Techart Conference

| 2021 TechArt Conference |

Session 2: Algorithms and the Future of Visual Arts

Extended Imagination: AI and Collaborative Aesthetics

Finn, Ed (Arizona State University, US)


Abstract

What does it mean to automate the artistic process, or to share our imagination with machine intelligence? This talk explores the consequences of creative collaboration between humans and computational systems by pursuing two features of artistic production.

The first is the central creative act of novelty or surprise, supported by chance operations, recombination, and intuition. Artists and writers have long relied on various methods to introduce randomness and unexpected juxtapositions into their work, from DaDa and Oulipo to John Cage’s chance operations. Algorithms and computational mediation produce their own forms of chance operations, such as random number generators and glitch aesthetics. But as we increasingly rely on data-driven computational models and algorithms, we confront the hard limits of potential novelty from systems that can only project into the future based on limited datasets about the past and the premise of effective computability, which embeds a form of determinism for computational systems.

The second is the fundamental cognitive faculty of imagination, which serves as the ignition system for creative work as well as anticipation, empathy, and resilience. As individuals, we expend tremendous energy imagining the world into being and reinscribing our own position in that world. But imagination only has an impact when it becomes a shared, social activity. We work together to imagine the meaning of art, and give power to abstract constructs like universities, governments, and social contracts. In the era of computation, our networks of imagination also include intelligent machines and complex algorithms. From basic scientific research to auto-complete text, we rely on computation to shape and prioritize the possibility space for human imagination.
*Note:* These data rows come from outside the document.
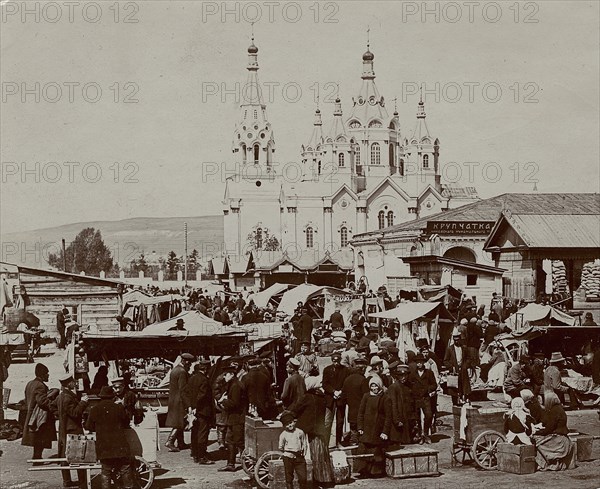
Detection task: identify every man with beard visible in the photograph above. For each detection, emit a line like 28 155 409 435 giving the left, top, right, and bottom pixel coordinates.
112 377 143 425
384 364 415 448
54 374 89 488
322 352 349 448
217 364 248 472
183 360 216 464
341 357 369 445
409 354 437 444
165 353 194 451
242 357 276 420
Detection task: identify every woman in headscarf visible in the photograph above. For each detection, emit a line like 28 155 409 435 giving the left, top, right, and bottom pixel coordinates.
504 397 535 445
288 375 335 486
532 392 575 471
520 389 544 424
355 376 388 478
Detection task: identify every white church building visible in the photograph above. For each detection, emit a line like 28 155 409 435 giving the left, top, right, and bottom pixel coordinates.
221 38 478 286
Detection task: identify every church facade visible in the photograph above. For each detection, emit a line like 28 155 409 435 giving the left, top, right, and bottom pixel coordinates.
222 39 479 265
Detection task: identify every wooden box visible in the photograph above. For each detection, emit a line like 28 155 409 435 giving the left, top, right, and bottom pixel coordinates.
569 434 594 462
385 445 440 479
269 459 313 489
244 416 283 459
452 405 506 443
66 434 97 463
497 443 536 474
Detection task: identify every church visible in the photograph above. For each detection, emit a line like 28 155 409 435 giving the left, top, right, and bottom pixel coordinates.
221 37 479 280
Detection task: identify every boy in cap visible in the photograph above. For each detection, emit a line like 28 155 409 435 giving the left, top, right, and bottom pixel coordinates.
281 358 306 409
278 411 309 489
54 373 89 488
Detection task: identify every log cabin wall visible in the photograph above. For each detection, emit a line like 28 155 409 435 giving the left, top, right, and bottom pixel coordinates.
19 270 121 338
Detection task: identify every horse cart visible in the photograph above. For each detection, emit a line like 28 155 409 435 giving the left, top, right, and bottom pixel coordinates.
451 405 508 470
241 415 285 489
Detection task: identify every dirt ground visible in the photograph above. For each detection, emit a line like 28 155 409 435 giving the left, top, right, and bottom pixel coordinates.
1 346 599 489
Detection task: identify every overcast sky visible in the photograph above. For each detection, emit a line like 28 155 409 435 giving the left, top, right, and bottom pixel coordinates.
1 0 599 234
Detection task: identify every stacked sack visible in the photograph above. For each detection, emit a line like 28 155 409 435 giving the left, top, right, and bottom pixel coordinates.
552 261 568 294
581 261 600 300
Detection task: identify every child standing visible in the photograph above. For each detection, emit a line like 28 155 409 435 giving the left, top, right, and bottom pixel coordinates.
278 411 309 489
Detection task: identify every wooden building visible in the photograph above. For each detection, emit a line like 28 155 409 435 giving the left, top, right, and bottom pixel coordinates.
3 264 123 337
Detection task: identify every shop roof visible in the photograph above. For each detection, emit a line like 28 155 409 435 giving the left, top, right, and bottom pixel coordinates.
402 255 506 275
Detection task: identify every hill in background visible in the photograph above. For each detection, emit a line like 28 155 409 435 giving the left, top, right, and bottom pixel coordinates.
1 215 224 268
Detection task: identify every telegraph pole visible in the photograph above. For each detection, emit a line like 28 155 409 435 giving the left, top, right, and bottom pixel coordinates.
61 239 67 272
184 222 188 286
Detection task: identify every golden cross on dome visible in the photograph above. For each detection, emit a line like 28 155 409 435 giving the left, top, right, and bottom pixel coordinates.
367 26 370 49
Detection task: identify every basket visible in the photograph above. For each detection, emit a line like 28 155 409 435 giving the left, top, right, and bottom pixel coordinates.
446 375 459 389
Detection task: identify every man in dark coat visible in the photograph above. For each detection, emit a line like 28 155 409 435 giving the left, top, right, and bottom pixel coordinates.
330 309 345 331
165 353 194 451
56 307 68 349
322 352 349 447
341 357 369 445
444 333 474 405
217 364 248 472
465 318 483 367
53 373 89 488
85 386 136 489
281 358 306 409
409 354 438 444
298 308 314 346
385 364 415 447
242 358 276 420
183 360 216 464
22 363 58 461
112 377 143 425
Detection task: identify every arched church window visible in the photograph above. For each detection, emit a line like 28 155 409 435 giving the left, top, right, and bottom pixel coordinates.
241 143 247 164
399 158 404 176
355 146 361 165
387 211 394 227
378 211 385 230
338 153 345 167
253 110 258 119
254 144 260 165
318 161 321 175
389 143 395 170
423 154 429 169
306 227 314 248
371 143 381 165
256 228 263 249
340 227 348 248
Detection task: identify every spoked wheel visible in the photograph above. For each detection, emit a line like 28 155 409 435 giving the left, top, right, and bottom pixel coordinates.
241 448 256 476
254 450 284 489
451 438 472 466
134 456 155 489
472 430 506 470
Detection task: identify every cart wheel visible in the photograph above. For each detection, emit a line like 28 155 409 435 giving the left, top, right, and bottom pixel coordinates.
472 430 505 470
451 438 472 466
254 450 284 489
241 448 255 476
134 456 155 489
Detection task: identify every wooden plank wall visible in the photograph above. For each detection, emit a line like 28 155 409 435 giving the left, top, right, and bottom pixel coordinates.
19 272 120 338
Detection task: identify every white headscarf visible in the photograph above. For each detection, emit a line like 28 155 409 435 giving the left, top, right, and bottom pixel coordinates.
508 397 530 426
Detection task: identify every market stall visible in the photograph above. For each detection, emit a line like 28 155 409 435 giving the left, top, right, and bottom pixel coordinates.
251 283 296 309
277 284 350 317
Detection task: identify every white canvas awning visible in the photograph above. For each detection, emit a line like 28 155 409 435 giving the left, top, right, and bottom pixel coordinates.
505 303 576 328
251 283 296 309
277 284 349 316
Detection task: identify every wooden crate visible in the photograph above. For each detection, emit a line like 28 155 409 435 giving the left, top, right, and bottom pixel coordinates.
269 459 313 489
66 434 96 463
568 434 594 462
452 405 507 444
385 445 440 479
244 416 283 459
497 443 536 474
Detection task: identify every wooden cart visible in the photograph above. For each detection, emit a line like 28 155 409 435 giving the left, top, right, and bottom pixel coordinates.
451 405 507 470
241 416 285 489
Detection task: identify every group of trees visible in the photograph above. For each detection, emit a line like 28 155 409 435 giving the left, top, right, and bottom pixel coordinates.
47 228 207 279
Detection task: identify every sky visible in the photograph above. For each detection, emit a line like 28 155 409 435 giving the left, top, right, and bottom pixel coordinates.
1 0 599 234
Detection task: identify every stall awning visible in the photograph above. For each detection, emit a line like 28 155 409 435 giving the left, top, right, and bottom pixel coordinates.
277 284 350 316
369 302 454 323
251 283 296 309
505 303 576 328
122 290 187 306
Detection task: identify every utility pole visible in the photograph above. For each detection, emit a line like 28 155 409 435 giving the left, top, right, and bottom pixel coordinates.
61 239 67 272
184 222 188 287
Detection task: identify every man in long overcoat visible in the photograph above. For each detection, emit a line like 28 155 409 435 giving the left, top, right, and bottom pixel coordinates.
281 358 306 409
241 357 276 420
384 364 415 447
183 360 216 464
341 357 369 444
322 352 349 447
217 364 248 472
85 386 136 489
22 363 58 461
165 353 194 451
444 333 474 405
54 374 89 488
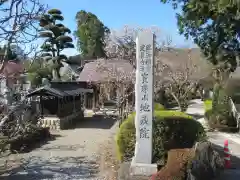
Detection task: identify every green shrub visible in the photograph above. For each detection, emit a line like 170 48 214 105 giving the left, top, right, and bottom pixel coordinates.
216 88 236 126
217 89 231 118
154 103 165 110
212 83 221 113
204 100 212 112
204 109 213 120
116 110 206 163
204 100 213 120
207 85 237 128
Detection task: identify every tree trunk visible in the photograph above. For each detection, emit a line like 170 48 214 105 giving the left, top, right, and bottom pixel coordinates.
52 69 60 81
171 92 185 112
0 115 9 128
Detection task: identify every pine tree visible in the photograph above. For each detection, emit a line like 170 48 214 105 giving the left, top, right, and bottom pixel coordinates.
38 8 74 80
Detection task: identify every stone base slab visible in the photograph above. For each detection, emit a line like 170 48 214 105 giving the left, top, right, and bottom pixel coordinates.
130 162 157 176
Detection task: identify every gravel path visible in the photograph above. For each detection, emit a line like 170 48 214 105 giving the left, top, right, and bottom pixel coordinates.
0 116 118 180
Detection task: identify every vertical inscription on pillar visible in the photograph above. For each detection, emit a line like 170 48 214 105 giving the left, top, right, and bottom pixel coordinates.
134 31 154 164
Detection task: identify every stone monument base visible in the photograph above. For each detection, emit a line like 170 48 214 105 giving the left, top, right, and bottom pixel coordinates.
130 161 157 176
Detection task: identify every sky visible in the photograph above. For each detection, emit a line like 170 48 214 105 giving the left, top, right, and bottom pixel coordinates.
42 0 195 56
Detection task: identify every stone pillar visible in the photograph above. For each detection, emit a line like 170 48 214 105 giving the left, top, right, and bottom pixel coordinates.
130 31 157 175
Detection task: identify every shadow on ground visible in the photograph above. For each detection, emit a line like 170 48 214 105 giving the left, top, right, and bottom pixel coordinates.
0 156 99 180
40 144 85 151
12 133 63 154
2 132 63 155
74 115 118 129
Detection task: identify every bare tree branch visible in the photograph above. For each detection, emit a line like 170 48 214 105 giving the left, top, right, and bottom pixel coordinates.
105 26 162 68
104 26 212 112
0 0 46 64
156 49 210 111
94 59 135 117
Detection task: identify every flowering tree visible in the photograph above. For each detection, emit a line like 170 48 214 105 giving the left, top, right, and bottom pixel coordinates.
159 49 211 111
0 0 47 144
0 0 46 65
0 0 46 104
95 60 135 118
162 58 199 111
104 26 164 97
104 26 211 112
105 25 161 66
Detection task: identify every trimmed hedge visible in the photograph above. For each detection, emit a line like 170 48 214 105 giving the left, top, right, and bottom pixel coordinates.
116 110 206 164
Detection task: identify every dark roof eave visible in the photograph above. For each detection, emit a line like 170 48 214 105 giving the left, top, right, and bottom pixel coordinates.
26 86 64 98
26 86 94 98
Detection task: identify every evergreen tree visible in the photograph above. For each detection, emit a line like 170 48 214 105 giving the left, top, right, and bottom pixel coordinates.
160 0 240 72
74 10 110 58
38 8 74 80
25 59 53 86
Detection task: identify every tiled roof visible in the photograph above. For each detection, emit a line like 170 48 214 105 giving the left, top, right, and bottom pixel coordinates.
77 58 135 83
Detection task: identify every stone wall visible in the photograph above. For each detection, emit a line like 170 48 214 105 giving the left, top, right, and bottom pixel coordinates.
39 110 84 130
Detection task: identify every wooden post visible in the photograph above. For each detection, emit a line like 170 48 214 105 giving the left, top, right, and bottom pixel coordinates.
73 96 76 112
40 95 43 118
92 92 95 109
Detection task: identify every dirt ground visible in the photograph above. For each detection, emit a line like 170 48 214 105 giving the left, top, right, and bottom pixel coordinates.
0 115 119 180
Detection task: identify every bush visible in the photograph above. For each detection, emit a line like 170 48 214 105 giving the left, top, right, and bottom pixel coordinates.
9 127 51 153
216 89 231 118
204 109 213 120
212 83 220 112
116 110 206 164
212 87 237 127
204 100 213 120
204 100 212 112
154 103 165 110
204 86 237 130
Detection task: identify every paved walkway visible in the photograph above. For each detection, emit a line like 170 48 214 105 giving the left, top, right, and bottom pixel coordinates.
186 99 240 179
0 115 118 180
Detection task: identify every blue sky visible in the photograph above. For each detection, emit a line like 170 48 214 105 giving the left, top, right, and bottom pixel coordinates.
43 0 195 56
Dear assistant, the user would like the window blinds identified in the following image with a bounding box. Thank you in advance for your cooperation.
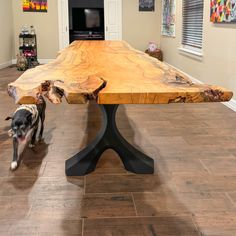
[182,0,204,49]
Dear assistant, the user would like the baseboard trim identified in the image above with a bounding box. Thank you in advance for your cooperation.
[222,100,236,112]
[165,62,236,112]
[39,59,53,64]
[12,58,53,65]
[0,60,12,69]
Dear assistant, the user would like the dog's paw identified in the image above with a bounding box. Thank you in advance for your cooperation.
[11,161,18,170]
[29,144,35,148]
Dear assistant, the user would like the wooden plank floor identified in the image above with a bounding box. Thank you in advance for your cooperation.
[1,67,236,235]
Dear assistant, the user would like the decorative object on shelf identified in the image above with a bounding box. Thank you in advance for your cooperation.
[139,0,155,12]
[145,48,163,61]
[21,25,29,35]
[16,53,28,71]
[162,0,176,37]
[24,50,36,57]
[19,27,39,69]
[23,0,48,13]
[148,41,158,52]
[210,0,236,23]
[30,25,36,35]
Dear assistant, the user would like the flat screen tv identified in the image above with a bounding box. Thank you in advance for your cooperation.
[72,8,104,32]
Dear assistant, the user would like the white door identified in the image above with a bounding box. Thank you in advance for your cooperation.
[58,0,69,50]
[104,0,122,40]
[58,0,122,49]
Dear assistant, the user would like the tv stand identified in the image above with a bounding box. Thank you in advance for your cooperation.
[70,31,104,42]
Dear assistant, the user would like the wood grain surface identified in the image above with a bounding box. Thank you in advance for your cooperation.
[8,40,233,104]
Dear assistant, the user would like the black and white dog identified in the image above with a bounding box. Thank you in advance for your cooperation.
[5,96,46,170]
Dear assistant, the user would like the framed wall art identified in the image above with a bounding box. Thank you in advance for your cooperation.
[162,0,176,37]
[210,0,236,23]
[23,0,48,13]
[139,0,155,12]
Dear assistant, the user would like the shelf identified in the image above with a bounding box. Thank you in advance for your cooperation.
[19,46,36,50]
[19,34,37,61]
[24,56,37,59]
[19,34,36,38]
[70,33,104,42]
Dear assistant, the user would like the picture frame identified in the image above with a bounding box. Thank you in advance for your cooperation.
[23,0,48,13]
[161,0,176,37]
[139,0,155,12]
[210,0,236,23]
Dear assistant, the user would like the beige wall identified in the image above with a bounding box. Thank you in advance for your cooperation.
[160,0,236,98]
[10,0,162,59]
[0,0,14,65]
[12,0,59,59]
[122,0,161,51]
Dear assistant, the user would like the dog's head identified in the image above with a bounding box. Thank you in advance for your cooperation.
[5,110,33,141]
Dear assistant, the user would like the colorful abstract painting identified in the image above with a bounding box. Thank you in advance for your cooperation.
[162,0,176,37]
[210,0,236,23]
[23,0,48,12]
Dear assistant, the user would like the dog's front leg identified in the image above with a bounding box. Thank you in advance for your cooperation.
[11,137,18,170]
[29,126,38,148]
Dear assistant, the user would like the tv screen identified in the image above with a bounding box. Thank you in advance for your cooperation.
[72,8,104,32]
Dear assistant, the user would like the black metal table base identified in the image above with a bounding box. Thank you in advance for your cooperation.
[65,105,154,176]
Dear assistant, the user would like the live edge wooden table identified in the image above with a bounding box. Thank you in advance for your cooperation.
[8,41,233,176]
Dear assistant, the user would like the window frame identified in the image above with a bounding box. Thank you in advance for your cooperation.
[180,0,204,58]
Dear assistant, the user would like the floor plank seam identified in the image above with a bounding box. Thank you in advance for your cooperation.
[84,176,86,195]
[131,193,138,217]
[81,218,84,236]
[190,214,202,236]
[89,172,131,176]
[225,192,236,207]
[78,215,202,221]
[83,191,169,195]
[199,159,211,174]
[25,204,33,219]
[41,161,48,176]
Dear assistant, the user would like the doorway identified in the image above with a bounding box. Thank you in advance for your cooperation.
[58,0,122,50]
[69,0,105,42]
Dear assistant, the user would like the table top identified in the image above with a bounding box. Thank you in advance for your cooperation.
[8,40,233,104]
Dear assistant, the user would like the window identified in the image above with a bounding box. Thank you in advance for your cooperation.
[182,0,204,51]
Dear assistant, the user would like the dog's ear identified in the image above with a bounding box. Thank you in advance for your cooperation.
[5,116,12,121]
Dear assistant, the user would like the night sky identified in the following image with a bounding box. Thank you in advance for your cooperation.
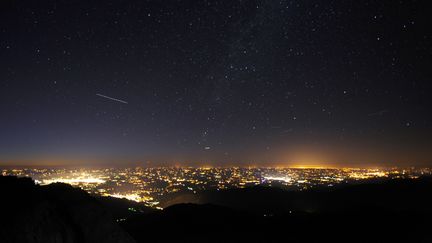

The future of human activity will always include computation, and the great question before us is to define and improve practices of extended imagination that will allow us to collaborate and create with our machines.


Bio

Director, Center for Science and the Imagination, Arizona State University

Associate Professor, School of Arts, Media + Engineering

Associate Professor, Department of English

Affiliate Faculty: School for the Future of Innovation in Society; Consortium for Science, Policy & Outcomes; Virginia G. Piper Center for Creative Writing; Human & Social Dimensions of Science & Technology; Honors College; Senior Sustainability Scholar, Julie Ann Wrigley Global Institute of Sustainability; Center on the Future of War; Center for Nanotechnology and Society; Biosocial Complexity Initiative.